Just exactly how many are we?

The 2000 census that the San Francisco Chronicle relied on was defective and grossly undercounted the number of Filipinos in the US. Over the last 7 years, I have spoken with hundreds, if not thousands, of Filipino “overstaying tourists” (a more apt and polite description than “undocumented aliens” or “illegal immigrants” or “TNTs”) and not one of them who was present in 2000 ever contacted the US Census Bureau to fill out the form that would document his or her presence in the US. If there were 500,000 of them in 2000, the 2000 census should have been 3 million. This half a million estimate has likely doubled by 2008.

Also, in the last 7 years, there have been at least 80,000 Filipinos each year who have legally immigrated to the US including thousands who married US citizens and adjusted their status in the US. Adding all the totals would bring the actual number of Filipinos in the US today to be closer to the 4-million Wikipedia estimate.

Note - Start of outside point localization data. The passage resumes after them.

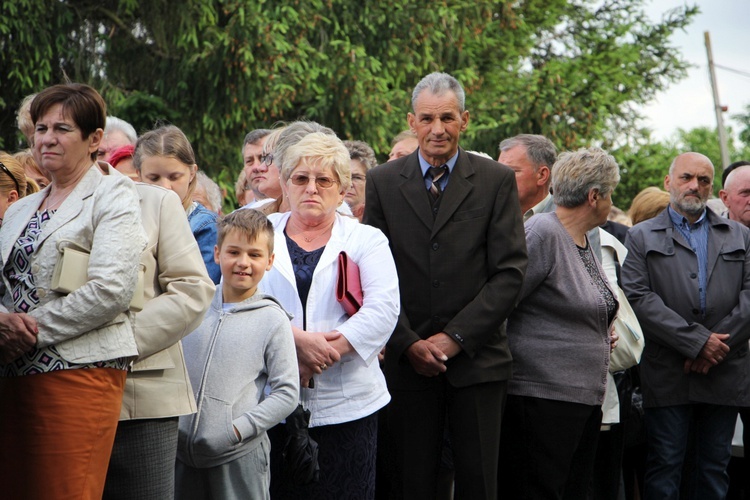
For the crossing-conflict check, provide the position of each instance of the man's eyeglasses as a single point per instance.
(304, 180)
(10, 174)
(267, 158)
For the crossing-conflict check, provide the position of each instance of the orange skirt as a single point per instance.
(57, 431)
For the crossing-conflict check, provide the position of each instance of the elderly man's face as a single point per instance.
(690, 184)
(528, 179)
(437, 121)
(402, 148)
(110, 142)
(736, 196)
(251, 154)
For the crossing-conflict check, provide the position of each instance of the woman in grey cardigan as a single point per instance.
(560, 338)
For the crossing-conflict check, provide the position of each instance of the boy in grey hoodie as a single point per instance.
(244, 343)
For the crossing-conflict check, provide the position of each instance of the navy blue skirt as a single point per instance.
(347, 462)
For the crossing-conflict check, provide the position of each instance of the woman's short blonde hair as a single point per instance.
(321, 149)
(647, 204)
(576, 173)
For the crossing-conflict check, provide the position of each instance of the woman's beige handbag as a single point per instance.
(70, 273)
(630, 345)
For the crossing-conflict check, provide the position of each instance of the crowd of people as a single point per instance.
(442, 325)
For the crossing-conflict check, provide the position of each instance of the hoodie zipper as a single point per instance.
(201, 391)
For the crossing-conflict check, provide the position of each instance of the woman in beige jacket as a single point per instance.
(64, 356)
(178, 292)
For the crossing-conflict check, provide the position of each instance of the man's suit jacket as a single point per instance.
(660, 278)
(460, 270)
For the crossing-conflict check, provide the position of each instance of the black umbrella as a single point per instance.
(300, 455)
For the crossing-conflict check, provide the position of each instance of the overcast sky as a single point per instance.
(689, 103)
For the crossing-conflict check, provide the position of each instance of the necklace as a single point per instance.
(313, 238)
(54, 201)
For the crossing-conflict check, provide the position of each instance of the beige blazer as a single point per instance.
(101, 214)
(178, 292)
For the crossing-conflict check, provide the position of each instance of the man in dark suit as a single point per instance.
(455, 229)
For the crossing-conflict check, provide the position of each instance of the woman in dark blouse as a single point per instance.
(560, 337)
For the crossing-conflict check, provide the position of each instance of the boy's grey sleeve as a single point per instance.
(283, 379)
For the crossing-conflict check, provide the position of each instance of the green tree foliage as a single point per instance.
(644, 162)
(572, 70)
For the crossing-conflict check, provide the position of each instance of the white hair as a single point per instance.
(115, 124)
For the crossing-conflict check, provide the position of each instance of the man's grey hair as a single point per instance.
(576, 173)
(292, 134)
(439, 84)
(254, 136)
(697, 156)
(539, 150)
(115, 124)
(362, 152)
(213, 192)
(731, 176)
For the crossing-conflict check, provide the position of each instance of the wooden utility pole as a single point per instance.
(717, 106)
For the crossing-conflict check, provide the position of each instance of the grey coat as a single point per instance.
(660, 278)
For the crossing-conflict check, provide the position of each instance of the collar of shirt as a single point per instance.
(682, 222)
(443, 180)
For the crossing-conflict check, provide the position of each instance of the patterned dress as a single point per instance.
(25, 299)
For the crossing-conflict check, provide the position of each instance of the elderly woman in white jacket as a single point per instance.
(337, 354)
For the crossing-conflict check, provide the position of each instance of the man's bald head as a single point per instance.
(736, 194)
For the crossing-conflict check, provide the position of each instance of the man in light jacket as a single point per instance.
(687, 276)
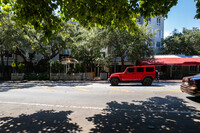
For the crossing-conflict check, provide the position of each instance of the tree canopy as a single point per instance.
(48, 14)
(128, 46)
(186, 42)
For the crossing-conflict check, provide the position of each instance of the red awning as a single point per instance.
(171, 61)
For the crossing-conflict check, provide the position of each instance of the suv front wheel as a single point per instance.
(147, 81)
(114, 81)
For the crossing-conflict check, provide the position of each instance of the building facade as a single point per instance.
(157, 26)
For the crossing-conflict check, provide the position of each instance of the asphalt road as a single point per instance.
(97, 107)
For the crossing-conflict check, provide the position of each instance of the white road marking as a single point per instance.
(101, 108)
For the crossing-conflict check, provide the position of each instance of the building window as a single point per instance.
(193, 68)
(158, 44)
(158, 21)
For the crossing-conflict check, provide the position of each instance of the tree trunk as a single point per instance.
(122, 67)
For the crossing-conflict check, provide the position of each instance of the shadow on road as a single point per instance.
(42, 121)
(195, 99)
(12, 85)
(169, 114)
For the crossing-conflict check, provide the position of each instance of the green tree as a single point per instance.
(48, 14)
(187, 42)
(87, 46)
(29, 43)
(134, 46)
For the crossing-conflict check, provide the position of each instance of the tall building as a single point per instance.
(157, 25)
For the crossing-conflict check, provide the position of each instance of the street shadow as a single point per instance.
(6, 86)
(194, 99)
(42, 121)
(157, 115)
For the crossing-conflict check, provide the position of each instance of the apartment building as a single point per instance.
(157, 25)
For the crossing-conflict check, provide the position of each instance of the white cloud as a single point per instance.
(167, 33)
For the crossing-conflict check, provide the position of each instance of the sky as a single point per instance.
(181, 15)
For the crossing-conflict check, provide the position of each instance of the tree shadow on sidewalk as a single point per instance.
(42, 121)
(169, 114)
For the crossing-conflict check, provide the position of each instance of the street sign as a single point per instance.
(13, 64)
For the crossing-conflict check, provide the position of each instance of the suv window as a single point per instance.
(149, 69)
(130, 70)
(140, 69)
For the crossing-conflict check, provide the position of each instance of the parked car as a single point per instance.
(143, 74)
(191, 85)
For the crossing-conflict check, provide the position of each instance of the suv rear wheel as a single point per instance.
(147, 81)
(114, 81)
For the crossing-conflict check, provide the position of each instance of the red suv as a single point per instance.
(143, 74)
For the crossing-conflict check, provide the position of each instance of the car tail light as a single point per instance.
(191, 82)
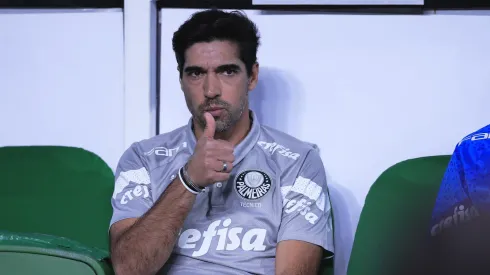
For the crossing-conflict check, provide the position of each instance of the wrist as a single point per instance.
(189, 178)
(187, 182)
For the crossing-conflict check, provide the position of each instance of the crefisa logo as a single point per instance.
(252, 184)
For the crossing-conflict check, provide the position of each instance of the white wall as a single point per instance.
(370, 90)
(61, 79)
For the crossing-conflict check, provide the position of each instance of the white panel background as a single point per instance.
(370, 90)
(61, 79)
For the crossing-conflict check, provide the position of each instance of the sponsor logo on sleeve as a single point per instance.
(461, 214)
(475, 137)
(164, 151)
(273, 147)
(311, 196)
(140, 177)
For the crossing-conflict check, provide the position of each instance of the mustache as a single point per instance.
(213, 103)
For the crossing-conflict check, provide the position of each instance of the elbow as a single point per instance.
(120, 264)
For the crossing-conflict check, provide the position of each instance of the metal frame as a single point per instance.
(247, 5)
(37, 4)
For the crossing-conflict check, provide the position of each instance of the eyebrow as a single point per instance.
(220, 68)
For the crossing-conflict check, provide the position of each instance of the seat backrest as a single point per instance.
(394, 222)
(61, 191)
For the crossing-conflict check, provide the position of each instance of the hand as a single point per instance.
(206, 165)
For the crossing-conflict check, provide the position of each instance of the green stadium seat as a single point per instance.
(394, 222)
(49, 255)
(56, 191)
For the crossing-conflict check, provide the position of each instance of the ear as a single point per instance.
(180, 78)
(253, 79)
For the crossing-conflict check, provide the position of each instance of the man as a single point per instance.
(460, 221)
(224, 194)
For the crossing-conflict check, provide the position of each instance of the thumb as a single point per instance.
(210, 126)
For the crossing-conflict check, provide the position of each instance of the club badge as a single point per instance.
(252, 184)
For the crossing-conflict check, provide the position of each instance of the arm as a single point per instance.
(143, 245)
(306, 226)
(297, 258)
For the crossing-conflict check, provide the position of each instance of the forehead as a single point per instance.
(212, 54)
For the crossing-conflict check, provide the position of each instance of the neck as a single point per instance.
(233, 135)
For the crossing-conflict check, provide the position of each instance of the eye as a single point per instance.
(194, 74)
(230, 72)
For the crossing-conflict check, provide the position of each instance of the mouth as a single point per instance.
(214, 111)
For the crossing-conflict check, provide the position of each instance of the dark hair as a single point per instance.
(211, 25)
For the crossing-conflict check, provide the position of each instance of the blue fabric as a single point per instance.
(465, 189)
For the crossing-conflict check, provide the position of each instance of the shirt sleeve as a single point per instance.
(453, 203)
(132, 195)
(306, 213)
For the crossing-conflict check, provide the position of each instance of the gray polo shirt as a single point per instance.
(277, 191)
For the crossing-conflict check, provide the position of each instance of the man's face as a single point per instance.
(215, 80)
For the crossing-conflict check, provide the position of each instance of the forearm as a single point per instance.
(146, 246)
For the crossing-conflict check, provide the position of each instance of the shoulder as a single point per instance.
(288, 152)
(153, 151)
(475, 142)
(481, 135)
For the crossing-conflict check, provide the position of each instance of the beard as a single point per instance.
(229, 116)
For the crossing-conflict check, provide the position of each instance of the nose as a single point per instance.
(212, 86)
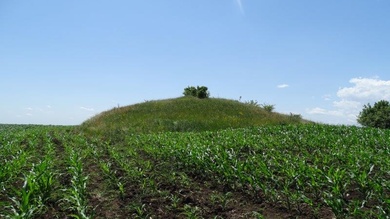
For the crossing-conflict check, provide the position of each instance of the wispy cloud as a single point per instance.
(371, 89)
(87, 109)
(283, 86)
(351, 99)
(240, 6)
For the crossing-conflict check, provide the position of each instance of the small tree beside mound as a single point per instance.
(377, 116)
(199, 92)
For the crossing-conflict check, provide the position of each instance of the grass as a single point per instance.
(182, 115)
(192, 158)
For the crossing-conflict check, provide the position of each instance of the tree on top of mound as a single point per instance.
(199, 92)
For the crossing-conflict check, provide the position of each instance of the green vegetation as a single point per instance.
(377, 116)
(184, 114)
(284, 171)
(199, 92)
(194, 158)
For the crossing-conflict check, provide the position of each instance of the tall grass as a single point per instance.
(182, 115)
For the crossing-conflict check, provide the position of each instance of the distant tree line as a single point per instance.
(377, 116)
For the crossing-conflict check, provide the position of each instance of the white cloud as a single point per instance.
(327, 97)
(87, 109)
(351, 100)
(347, 104)
(369, 89)
(283, 85)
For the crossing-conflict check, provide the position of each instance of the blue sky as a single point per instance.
(62, 62)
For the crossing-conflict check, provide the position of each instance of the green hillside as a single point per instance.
(184, 114)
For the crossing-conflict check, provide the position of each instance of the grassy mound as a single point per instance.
(184, 114)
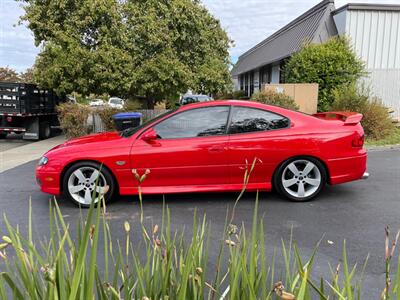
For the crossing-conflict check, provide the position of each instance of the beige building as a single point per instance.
(373, 29)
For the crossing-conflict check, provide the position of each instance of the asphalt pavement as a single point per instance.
(357, 212)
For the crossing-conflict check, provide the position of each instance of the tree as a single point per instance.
(8, 74)
(27, 76)
(331, 65)
(151, 49)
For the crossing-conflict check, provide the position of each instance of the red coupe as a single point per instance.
(205, 147)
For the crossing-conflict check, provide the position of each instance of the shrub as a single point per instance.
(273, 98)
(376, 122)
(73, 119)
(234, 95)
(331, 65)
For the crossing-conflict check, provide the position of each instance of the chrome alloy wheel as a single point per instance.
(86, 183)
(301, 178)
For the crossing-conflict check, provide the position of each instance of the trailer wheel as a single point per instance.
(44, 130)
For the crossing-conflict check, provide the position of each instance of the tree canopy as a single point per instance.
(331, 65)
(10, 75)
(153, 49)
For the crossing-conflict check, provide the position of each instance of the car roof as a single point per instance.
(247, 103)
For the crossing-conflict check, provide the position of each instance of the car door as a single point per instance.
(190, 149)
(255, 134)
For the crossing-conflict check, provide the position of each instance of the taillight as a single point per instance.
(358, 141)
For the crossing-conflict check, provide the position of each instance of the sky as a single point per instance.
(247, 22)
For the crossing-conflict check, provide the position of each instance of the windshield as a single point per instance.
(131, 131)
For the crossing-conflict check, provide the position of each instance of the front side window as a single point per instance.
(198, 122)
(246, 119)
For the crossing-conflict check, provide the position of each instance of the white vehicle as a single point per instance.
(97, 102)
(116, 102)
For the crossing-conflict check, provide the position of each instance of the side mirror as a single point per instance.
(149, 136)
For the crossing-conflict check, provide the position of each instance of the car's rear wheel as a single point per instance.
(300, 179)
(85, 182)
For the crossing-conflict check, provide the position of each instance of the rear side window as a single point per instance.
(245, 119)
(197, 122)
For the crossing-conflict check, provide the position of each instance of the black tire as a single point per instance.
(104, 173)
(44, 130)
(289, 192)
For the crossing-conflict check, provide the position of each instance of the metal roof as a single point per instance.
(315, 25)
(368, 6)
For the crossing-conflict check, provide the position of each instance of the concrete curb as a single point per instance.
(383, 148)
(17, 156)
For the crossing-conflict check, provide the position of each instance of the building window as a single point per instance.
(265, 75)
(251, 83)
(246, 84)
(282, 78)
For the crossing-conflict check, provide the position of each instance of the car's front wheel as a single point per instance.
(300, 179)
(85, 182)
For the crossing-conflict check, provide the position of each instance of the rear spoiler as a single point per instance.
(349, 118)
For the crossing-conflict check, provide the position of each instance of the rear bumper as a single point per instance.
(365, 175)
(347, 169)
(49, 182)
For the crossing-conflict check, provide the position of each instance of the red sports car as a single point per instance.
(205, 147)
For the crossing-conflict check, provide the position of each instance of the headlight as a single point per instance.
(43, 160)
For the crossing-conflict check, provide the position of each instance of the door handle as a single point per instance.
(216, 149)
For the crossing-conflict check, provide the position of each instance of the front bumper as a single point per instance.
(48, 181)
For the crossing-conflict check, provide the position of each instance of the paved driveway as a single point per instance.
(357, 212)
(12, 141)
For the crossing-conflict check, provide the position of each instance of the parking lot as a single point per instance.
(12, 141)
(357, 212)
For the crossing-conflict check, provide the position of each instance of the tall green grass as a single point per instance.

Historians and demographers generally agree that there were three “significant immigration waves” of Filipinos who have settled in the United States.

The “first wave” were the agricultural workers or "Sacadas", approximately 125,000 of them, who were brought to work in Hawaii and the West Coast from 1906 to 1935. After the Filipino Exclusion Act (otherwise known as the Tydings-McDuffie Philippine Independence Act) was passed in 1935, legal Filipino immigration to the US was reduced to 50 a year, a quota which lasted until 1965.

The “second wave” refers to the Filipinos, mostly in the US military, who came after 1946, including about 7,000 agricultural workers who were brought to Hawaii and referred to as the “1946 boys”, another 5,000 Filipinas who came after passage of the 1946 War Brides Act and 20,000 Filipino navy recruits who were brought into the US Navy to serve as stewards as part of the 1947 US-RP Military Bases Agreement.

The “third wave” of immigration started in 1965 after passage of the Immigration Act of 1965 which increased legal immigration from the Philippines from 50 to 20,000 a year, including about 4,000 a year for Filipino professionals.

The Filipino American National Historical Society (FANHS) believes there should be a separate category for pre-1906 Filipinos. Their numbers may not justify referring to them as "waves" but more as “ripples”.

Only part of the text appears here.